St. Patrick, or "The Bishop" as I will call him, was an older gentleman dressed from head (cardboard, decorated bishop's miter) to foot (well, fine, he was wearing Rockports. Just read on) as the patron saint of Ireland. He had a long white beard (his own), a cleric's chasuble (in the ubiquitous green), and a crosier (crafted from what appeared to be a bamboo fishing rod).

The Bishop also walked around blessing the masses with his bamboo crosier in one hand and a plastic travel mug filled with who-knew-what in the other. I guess he was either method acting or deeply spiritual. The Bishop had some stiff competition, though, in the form of Mike.

Mike dressed somewhat plainly for the parade: terra cotta orange turtleneck and matching clay-colored pants. Over top of this ensemble, the white-bearded Mike had displayed a sign around his neck. He must have stayed up all night designing and producing this sign. It was no more and no less than a lovely neon green posterboard with the words "The sixty five year old man" (sic) written upon it in Magic Marker. I think he was hoping to enter as a float.

Accompanying Mike was his faithful canine companion "Brandy: The 10 year old dog!" (sic). Her sign was a fetching neon orange with the similar marker writing style as her master's.
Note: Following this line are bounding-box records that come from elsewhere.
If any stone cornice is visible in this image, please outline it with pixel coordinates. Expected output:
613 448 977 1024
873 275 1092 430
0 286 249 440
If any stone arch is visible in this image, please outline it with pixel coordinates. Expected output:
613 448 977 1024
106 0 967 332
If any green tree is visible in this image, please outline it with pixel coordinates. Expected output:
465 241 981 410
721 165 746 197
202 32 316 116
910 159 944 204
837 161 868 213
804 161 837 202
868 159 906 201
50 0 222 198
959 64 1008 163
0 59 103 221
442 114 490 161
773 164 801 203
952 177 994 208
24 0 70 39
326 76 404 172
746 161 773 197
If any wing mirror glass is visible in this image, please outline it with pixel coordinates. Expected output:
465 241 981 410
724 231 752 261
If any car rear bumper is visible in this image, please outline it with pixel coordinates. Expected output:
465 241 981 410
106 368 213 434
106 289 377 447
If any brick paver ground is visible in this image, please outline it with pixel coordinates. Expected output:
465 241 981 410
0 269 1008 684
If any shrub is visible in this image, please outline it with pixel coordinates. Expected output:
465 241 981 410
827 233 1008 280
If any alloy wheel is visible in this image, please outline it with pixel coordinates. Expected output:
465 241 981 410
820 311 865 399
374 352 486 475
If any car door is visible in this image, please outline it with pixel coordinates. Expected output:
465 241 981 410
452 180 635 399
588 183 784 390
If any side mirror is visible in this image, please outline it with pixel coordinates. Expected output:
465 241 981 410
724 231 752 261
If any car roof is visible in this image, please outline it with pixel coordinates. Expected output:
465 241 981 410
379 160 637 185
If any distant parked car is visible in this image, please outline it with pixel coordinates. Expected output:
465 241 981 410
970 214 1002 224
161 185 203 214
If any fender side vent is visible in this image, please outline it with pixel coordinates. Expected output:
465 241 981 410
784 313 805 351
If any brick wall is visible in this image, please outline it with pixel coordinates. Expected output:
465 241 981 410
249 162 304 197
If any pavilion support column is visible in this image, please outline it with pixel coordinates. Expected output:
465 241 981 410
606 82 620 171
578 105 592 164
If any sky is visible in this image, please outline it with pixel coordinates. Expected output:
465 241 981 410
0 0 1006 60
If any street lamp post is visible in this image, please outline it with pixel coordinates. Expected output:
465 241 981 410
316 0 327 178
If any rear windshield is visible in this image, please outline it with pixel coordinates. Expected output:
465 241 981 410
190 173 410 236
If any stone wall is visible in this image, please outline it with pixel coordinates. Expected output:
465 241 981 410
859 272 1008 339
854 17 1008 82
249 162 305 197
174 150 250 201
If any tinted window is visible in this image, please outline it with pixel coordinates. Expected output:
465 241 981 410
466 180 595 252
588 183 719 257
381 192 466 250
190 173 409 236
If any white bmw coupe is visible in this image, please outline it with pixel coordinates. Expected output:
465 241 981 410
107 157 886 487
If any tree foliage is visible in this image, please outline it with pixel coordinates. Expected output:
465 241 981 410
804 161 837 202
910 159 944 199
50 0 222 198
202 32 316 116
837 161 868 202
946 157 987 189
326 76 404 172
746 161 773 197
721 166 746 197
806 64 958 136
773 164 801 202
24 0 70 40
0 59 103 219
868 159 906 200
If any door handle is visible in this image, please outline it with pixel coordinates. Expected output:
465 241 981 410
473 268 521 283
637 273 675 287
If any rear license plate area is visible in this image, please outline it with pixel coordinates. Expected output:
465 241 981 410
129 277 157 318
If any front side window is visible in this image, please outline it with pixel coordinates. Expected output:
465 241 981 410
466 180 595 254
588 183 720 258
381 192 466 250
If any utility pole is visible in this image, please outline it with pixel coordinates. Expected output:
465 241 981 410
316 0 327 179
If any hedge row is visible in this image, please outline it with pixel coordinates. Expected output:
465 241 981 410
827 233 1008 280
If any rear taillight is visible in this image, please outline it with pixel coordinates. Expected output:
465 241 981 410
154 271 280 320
Overall, I'm beginning to wonder where the rest of us fit in, if at all. As a proponent of multiculturalism, and proud herald of my own ethnic heritage, I'm torn between my experiences "growing up green" and the current trends that this holiday now harbors. Come what may, I assume that the drunken college bastards found in the major cities featuring debauched street orgies will become the Bishops and Mikes of our future.